Lifland, however, said Miller and others “very eloquently overstate” their contributions in bringing Macy’s Chapter 11 case to a successful conclusion and forget “my own efforts” in handling the case.
“This case was enhanced by a process,” said Lifland in an uncharacteristically angry mood. “This court set that process in motion.”
“I don’t look for any kind of bonus; I just look to do my job,” Lifland said in administering a tongue-lashing to the 10 attorneys at the hearing, which included some of the country’s top bankruptcy lawyers.
Lifland added that “this is not a case where creditors were paid 100 percent [of their claims], and it is not a case that was very swift…”
Harvey Miller, of Weil, Gotshal & Manges, counsel to Macy, along with the U.S. Trustee and Macy’s ad hoc committee, responsible for overseeing all fee applications, all argued against granting the bonuses.
“The respective applicants said they did a good job for their constituencies. That’s what they were supposed to do. They were engaged to do the best job possible,” observed Miller.
Weil, Gotshal’s Miller did argue in favor of giving a bonus to The Blackstone Group L.P., Macy’s financial adviser.
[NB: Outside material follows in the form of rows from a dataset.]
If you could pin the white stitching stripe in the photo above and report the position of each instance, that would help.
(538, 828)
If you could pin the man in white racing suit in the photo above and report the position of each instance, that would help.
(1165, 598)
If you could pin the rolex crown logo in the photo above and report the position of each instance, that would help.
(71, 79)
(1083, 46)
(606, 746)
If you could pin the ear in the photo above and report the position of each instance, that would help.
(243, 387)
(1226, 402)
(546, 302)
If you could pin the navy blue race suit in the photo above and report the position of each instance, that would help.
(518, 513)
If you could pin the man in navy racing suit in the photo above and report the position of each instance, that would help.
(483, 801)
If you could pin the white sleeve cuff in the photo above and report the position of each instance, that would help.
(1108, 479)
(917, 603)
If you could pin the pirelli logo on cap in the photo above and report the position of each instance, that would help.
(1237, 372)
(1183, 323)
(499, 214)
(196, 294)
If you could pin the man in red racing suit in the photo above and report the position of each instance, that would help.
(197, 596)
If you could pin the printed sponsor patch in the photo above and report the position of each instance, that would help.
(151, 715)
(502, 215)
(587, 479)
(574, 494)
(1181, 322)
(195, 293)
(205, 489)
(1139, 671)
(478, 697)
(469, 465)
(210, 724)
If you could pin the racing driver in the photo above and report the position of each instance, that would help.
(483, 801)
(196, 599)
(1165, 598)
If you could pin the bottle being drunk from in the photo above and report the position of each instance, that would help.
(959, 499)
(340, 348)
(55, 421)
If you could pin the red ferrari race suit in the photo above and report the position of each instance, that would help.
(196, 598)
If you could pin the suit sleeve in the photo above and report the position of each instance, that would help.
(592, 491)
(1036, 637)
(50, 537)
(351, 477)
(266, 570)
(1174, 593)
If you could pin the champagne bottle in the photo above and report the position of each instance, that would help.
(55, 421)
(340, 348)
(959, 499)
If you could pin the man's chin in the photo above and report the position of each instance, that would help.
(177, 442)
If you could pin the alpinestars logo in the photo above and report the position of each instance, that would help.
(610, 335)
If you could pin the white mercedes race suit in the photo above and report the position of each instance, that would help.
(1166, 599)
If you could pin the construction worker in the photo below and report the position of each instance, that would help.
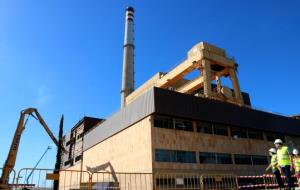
(275, 167)
(284, 161)
(296, 164)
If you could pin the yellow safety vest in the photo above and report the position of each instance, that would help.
(283, 156)
(274, 162)
(296, 162)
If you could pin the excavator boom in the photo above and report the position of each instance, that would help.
(13, 151)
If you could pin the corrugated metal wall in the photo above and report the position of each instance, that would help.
(135, 111)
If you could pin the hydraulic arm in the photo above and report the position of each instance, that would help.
(12, 155)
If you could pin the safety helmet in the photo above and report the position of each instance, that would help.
(272, 150)
(295, 152)
(278, 141)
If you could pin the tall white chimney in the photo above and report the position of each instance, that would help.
(128, 57)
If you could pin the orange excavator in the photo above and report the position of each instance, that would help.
(12, 155)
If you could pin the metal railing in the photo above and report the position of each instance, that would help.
(12, 176)
(75, 179)
(122, 181)
(195, 181)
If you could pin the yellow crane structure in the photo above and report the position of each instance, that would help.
(12, 154)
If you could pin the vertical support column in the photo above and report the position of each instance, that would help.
(206, 72)
(236, 86)
(219, 84)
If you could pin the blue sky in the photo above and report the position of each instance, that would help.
(65, 56)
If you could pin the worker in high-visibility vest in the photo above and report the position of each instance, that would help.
(275, 167)
(296, 165)
(284, 161)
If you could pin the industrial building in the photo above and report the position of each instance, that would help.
(171, 124)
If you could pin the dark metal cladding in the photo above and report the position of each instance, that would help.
(187, 106)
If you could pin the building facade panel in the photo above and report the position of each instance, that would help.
(126, 151)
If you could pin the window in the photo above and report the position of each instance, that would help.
(67, 163)
(68, 143)
(168, 182)
(273, 136)
(78, 158)
(259, 160)
(204, 127)
(207, 157)
(254, 134)
(80, 136)
(242, 159)
(163, 122)
(186, 157)
(184, 125)
(239, 132)
(175, 156)
(163, 155)
(220, 130)
(223, 158)
(215, 158)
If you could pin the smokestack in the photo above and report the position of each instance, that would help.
(128, 57)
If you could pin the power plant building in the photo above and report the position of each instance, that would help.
(172, 124)
(178, 125)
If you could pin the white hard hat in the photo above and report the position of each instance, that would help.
(295, 152)
(272, 150)
(278, 141)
Blackstone, the only firm that received approval for its bonus request, was granted the award, Lifland said, because “there was a time that Blackstone became the merger and acquisition adviser to the debtor” even though it was not retained for such work. Blackstone received a $3.4 million bonus.
In addition to Blackstone and Berlack Israels, the four firms seeking bonuses were: Otterbourg, Steindler Houston & Rosen, attorneys for Macy’s unsecured creditors, asking for $600,000; BDO Seidman, accountants for the unsecured creditors, seeking $343,000; Helmold Associates Inc., financial advisers to unsecured creditors, requesting $726,000, and Houlihan, Lokey, Howard & Zukin Inc., financial advisers to the unsecured bondholders, wanting $1 million.
Almost lost amid the rancor of Wednesday’s hearing was Lifland’s decision to approve another $1.6 million in fees and expenses for the period between Nov. 1, 1994 and Dec. 18, 1994, the day before the Macy’s merger with Federated was completed. With the approval, the total sum of fees and expenses in the case jumped to over $60 million.